Marking his trip to Britain by clobbering hopes of a UK-US bilateral deal last week, Donald Trump reminded everyone that he is a deeply aggressive and unreliable interlocutor on trade. His threats have turned into reality. Having already implemented one round of steel and aluminium tariffs against a range of countries, supplanted with more duties on imports from China, the president is now threatening a general set of restrictions on autos plus an escalation of the tariff war with Beijing.

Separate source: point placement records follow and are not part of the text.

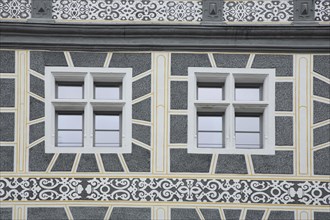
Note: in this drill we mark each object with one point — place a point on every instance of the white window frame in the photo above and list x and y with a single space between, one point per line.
228 106
88 105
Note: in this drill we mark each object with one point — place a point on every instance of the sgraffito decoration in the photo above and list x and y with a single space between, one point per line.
164 189
128 10
258 11
322 10
15 9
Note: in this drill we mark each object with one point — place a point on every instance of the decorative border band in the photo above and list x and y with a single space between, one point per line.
164 189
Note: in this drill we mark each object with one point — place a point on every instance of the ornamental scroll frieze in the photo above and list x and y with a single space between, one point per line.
164 189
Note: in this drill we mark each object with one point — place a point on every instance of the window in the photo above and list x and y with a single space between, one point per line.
231 111
88 110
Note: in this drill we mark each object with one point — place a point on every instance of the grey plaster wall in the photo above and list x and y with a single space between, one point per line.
140 62
211 214
121 213
231 60
7 61
281 215
321 65
232 214
280 163
141 87
183 214
183 162
86 59
92 213
283 130
64 163
111 163
179 94
7 92
37 109
283 96
254 214
138 160
40 59
322 161
87 163
7 126
142 133
6 213
36 131
142 110
282 63
37 86
321 88
178 128
231 163
321 111
38 159
181 61
51 213
321 135
6 158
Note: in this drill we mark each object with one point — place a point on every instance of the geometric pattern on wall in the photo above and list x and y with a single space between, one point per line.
258 11
163 189
322 10
15 9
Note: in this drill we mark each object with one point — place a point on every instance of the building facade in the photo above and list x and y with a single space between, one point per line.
159 54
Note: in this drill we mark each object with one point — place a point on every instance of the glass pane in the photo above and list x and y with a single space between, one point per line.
107 122
107 139
247 94
69 139
247 123
209 93
248 140
107 93
70 92
209 123
69 121
210 139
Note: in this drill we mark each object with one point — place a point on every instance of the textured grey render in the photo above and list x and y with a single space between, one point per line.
7 126
87 59
140 62
7 61
322 161
181 61
50 213
280 163
282 63
231 60
7 92
120 213
283 96
179 94
183 162
39 60
7 159
231 163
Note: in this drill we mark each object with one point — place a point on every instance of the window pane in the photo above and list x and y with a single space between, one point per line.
209 123
70 92
69 139
210 139
209 93
69 121
107 93
247 123
107 122
107 139
248 140
247 94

So far, both of America’s most prominent trading partners, the EU and China, have responded with the traditional tactic of retaliatory tariffs. But before long, this is likely to become self-destructive. Brussels and Beijing should give very serious thought to simply lifting their eyes from Mr Trump’s ludicrous misadventure and refusing to become involved.
In March, Jean-Claude Juncker, the European Commission president, referred to tariff retaliation as “stupid”, albeit a necessary stupidity. This is a little harsh. In reality it is not much sillier than any form of trade negotiation. The political economy function of retaliation is to encourage influential exporters in the opposite country to lobby against the protection afforded to domestically oriented industries, preferably while sparing one’s own economy by hitting imports of consumer goods with readily available substitutes. Thus, just as with a trade deal, mutual export mercantilism delivers freer trade.